How Will Changing Caregivers Frequently Affect My Child?

“Miss Annabelle, will changing caregivers frequently affect my young child psychologically? How can I tell?”

Recently, a distraught parent came to me with this question. Due to problems with her domestic helpers – who also double as the primary caregiver to her toddler – she had been forced to repeatedly dismiss one after another, resulting in a conveyor belt of different people taking care of her child.

Unfortunately for her – and for whomever might be doing the same thing – this practice does come at a price. Being cared for by different people constantly removes the element of stability in a young child’s environment, and often causes him to develop anxiety and insecurity as he is unable to build a stable, consistent and trusting relationship with his primary caregiver.

Research has shown that children who grow up without developing a secure attachment to their primary caregiver are more likely to develop undesirable attachment patterns in their future relationships.

What to look out for

If you’re worried that your child may not be developing the right attachment style, here are some symptoms to look out for.

  1. When it is time for you to leave for work, does your child wail and cling on to you?

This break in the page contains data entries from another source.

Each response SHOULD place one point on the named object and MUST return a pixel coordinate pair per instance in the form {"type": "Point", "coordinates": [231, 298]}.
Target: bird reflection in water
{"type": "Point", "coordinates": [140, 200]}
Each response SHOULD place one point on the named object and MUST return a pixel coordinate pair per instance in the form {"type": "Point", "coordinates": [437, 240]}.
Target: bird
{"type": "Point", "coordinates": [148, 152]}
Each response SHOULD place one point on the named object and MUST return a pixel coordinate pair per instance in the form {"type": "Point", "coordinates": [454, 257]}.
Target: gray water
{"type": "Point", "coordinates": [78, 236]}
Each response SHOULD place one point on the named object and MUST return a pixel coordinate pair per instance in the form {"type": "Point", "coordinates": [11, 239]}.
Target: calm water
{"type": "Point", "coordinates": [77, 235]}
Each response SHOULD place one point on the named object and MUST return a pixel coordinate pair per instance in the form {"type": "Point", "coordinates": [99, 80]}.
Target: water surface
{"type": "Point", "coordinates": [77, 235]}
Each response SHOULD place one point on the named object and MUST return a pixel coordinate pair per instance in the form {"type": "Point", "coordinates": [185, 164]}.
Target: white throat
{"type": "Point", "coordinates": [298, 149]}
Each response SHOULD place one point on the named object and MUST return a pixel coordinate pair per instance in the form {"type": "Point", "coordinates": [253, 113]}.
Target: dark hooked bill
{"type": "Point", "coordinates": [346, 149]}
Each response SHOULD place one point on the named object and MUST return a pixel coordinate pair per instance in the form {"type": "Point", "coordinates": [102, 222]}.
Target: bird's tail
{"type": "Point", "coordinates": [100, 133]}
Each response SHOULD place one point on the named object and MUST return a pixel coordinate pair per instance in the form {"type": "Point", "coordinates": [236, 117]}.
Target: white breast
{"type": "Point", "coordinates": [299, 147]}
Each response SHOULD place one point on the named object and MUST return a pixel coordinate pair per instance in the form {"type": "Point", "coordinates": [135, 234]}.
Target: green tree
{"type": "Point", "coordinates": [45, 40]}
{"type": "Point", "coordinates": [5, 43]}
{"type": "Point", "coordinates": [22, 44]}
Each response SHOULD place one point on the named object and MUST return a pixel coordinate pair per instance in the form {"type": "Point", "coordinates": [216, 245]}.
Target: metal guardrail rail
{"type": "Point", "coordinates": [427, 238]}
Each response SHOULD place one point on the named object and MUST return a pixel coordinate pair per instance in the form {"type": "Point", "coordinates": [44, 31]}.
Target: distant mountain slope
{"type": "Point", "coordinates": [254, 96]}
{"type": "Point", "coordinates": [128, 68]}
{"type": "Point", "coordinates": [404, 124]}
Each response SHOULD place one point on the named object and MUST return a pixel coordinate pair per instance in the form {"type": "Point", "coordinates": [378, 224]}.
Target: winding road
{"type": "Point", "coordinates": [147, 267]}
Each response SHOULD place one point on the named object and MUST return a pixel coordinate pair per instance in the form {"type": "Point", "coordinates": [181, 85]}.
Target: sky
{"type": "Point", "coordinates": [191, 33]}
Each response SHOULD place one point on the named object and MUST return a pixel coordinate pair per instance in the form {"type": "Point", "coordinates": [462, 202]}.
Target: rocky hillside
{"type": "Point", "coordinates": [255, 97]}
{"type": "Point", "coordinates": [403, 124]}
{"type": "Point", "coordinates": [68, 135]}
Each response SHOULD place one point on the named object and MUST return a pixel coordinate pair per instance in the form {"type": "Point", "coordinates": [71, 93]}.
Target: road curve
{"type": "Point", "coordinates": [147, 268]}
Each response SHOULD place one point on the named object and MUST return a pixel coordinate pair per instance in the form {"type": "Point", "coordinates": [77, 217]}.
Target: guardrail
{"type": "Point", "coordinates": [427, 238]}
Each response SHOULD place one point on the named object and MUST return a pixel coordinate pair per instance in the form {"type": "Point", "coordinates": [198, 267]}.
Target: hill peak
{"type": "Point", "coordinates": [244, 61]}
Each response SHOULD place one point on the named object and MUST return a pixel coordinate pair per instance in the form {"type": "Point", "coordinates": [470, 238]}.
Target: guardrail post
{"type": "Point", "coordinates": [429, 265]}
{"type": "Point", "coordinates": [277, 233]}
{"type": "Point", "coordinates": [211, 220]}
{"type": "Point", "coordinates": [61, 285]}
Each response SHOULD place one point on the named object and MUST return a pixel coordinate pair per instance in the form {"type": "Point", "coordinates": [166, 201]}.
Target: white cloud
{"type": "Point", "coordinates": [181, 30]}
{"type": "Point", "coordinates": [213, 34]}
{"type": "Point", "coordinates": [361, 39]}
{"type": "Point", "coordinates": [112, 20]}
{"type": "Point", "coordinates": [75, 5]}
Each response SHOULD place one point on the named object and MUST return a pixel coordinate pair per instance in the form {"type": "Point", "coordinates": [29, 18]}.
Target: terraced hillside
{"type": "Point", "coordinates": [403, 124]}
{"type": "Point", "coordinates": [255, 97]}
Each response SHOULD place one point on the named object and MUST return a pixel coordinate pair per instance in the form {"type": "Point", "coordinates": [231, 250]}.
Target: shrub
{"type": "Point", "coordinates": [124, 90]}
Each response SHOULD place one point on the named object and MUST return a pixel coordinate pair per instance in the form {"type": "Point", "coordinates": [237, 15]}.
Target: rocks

That’s more or less normal separation anxiety. What’s less normal, though, is if he rejects you when you try to sooth or calm him.
  2. Does your child appear to be suckling his thumb more, or rocking excessively? These are symptoms that he is trying to comfort himself – which means he’s not being comforted by his caregivers.
  3. If your child seems to lose interest in playing and look gloomy for extended periods of time, take notice and dig deeper.

Solution

Time is key when it comes to developing good relationships with a young child, so have patience when you want your baby to form an attachment with another caregiver. If a new face in your baby’s life is absolutely necessary, take the time and effort to ensure that the transition goes smoothly.

It is recommended that you introduce your new caregiver to your child about 2 weeks before the old one fully retires. In this transitional period both caregivers should be present, with the new one taking on more and more responsibility as time passes. Keeping the child’s eating, sleeping and bathing routine the same would also help maintain some structure and consistency in his life even with the change in caregiver.

Conclusion

For children to develop healthy social and emotional skills, they must first have a warm, trusting relationship with their adult caregivers in early life. This stability and trust in another person translates to emotional security as well as trust in the environment, which would serve as a strong foundation for their future relationships.